Il bar senza nome by Robert Seethaler

Il bar senza nome by Robert Seethaler

autore:Robert Seethaler [Seethaler, Robert]
La lingua: ita
Format: epub
editore: Neri Pozza


23.

La porta si aprí di scatto e Heide Bartholome entrò di corsa nel bar. Respirando affannosamente, si fermò al centro della sala e si guardò intorno.

«Che succede, Heide?» chiese Simon.

«Dov’è?» disse lei. «Dove si è nascosto quel bastardo?» La sua voce sembrava strozzata. L’acconciatura si era sciolta e i capelli sottili le ricadevano scompigliati sul viso.

«Non è qui» disse Simon.

«Taci» ribatté lei. «È nel bagno, si è rintanato lí e non vuole farsi trovare da me».

«Puoi controllare, se vuoi» disse Simon.

Lei lo fissò passandogli accanto diretta alla porta del bagno. Poi cominciò a urlare. «Non ce la faccio piú» gridò. «Non riesco piú a sopportarlo!» Per un attimo sembrò perdere l’equilibrio. Barcollò di lato, poi si fermò di nuovo, facendo scorrere le mani su e giú per i fianchi con aria assente. «Capisco» disse poi a bassa voce, con lo sguardo fisso nel vuoto. «In fondo è solo un problema mio».

Con un movimento rapido, scostò una ciocca di capelli dalla fronte, si voltò e uscí dal bar.

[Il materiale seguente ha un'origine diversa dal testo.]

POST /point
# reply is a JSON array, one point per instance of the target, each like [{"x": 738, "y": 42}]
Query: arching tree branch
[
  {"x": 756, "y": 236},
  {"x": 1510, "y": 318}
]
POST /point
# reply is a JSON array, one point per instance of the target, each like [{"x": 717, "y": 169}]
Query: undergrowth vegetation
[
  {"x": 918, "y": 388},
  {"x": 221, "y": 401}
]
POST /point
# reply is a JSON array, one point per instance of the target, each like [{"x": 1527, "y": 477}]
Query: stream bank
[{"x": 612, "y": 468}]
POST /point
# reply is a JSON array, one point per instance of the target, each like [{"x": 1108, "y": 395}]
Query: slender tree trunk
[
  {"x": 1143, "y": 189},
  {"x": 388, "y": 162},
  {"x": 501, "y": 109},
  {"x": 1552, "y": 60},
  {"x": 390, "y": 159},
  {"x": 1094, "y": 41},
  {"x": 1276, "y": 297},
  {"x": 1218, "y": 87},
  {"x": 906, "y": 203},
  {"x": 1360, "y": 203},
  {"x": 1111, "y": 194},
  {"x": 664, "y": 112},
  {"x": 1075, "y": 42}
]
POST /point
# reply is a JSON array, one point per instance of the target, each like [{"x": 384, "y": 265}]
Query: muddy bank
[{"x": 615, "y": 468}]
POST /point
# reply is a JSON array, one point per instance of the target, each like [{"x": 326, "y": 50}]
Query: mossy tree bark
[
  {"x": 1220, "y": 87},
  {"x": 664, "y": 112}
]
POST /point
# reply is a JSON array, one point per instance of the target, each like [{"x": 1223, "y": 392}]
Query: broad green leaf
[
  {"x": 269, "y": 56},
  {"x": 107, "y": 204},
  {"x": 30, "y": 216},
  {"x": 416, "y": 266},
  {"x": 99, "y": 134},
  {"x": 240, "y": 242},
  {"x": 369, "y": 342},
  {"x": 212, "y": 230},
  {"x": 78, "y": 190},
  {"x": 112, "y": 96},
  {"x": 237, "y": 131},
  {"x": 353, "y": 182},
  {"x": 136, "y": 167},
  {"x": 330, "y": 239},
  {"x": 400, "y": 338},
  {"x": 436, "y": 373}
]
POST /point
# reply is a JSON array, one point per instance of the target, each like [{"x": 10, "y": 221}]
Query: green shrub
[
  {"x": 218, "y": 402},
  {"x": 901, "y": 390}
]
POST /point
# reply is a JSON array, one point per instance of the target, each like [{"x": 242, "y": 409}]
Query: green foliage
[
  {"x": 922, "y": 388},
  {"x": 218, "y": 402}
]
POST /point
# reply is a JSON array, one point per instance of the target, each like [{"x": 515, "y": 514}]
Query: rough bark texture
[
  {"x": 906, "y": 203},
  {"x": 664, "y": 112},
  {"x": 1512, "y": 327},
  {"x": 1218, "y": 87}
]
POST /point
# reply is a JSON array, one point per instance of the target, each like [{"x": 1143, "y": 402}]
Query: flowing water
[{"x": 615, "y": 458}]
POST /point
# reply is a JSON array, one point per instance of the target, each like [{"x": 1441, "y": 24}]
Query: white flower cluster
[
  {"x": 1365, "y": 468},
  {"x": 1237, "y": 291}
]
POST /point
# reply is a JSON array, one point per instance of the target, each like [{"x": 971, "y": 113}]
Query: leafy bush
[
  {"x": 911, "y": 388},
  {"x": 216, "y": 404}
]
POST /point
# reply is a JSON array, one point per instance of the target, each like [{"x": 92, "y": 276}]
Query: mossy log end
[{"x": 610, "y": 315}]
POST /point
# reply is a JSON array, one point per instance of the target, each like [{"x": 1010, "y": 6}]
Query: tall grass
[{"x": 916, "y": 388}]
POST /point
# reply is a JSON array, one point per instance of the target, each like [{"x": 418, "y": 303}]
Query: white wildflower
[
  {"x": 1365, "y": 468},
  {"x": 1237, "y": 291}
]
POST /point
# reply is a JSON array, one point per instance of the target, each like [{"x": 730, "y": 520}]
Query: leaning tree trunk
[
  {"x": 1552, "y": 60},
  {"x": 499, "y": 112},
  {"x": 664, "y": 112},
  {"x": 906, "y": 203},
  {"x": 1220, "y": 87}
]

«È sempre la stessa storia» disse Mila, seduta in fondo al bancone a pulire le saliere. «Ogni due settimane lui si fa prendere dalla frenesia e ne rimorchia una nuova. Al Prater, al mercato o una della fabbrica di filati. Da quando sanno che la fabbrica sta chiudendo, le ragazze fanno di tutto per incastrare chiunque».

«Non è una gran perdita, la fabbrica» disse una donna piccola e con i denti guasti, seduta a un tavolo con il suo caffè. «Nel capannone dove si lavora c’è una corrente d’aria come nella Westbahnhof, e le esalazioni della tintoria contaminano tutta la zona. Le ragazze arrivano dalla provincia con le guance rosse e i capelli lucidi, e dopo tre mesi al massimo le vedi appassire a una a una».

«Dovrebbero demolire la fabbrica e costruire appartamenti» disse Mila. «Dopotutto, anche i lavoratori stranieri devono stare da qualche parte».

«Sono sempre di piú. Ma finché non ci tolgono il pane di bocca, che vivano pure dove vogliono, per quel che mi riguarda» disse la donna al tavolo. «Comunque stanno costruendo come matti. Ovunque si guardi, c’è un cantiere. Polvere, sporcizia e rumore dappertutto».

«La città si sta svegliando» disse Simon. «Cosí almeno sostengono i manifesti. Non è detto che sia una brutta cosa».

Tutti rimasero in silenzio per un po’, e Simon pensò a Heide Bartholome e a Mischa il pittore. La scenata di Heide non aveva sorpreso nessuno. Solo la settimana precedente era corsa urlando per le strade alla ricerca di Mischa perché era convinta che lui si fosse dato appuntamento con qualche puttana in un androne. In effetti, dopo ore e ore, lo aveva trovato seduto su una panchina di Rebhanngasse con la moglie di un fornitore del mercato, a guardare il sole che tramontava sopra lo scavo di fondazione della Nordwestbahnhof. Li aveva aggrediti alle spalle. Con una sventola violenta aveva rotto il naso alla donna. Poi c’erano state camicette strappate e fazzoletti insanguinati, le grida dei residenti accorsi e un prolungato gemito di dolore simile a quello di una sirena.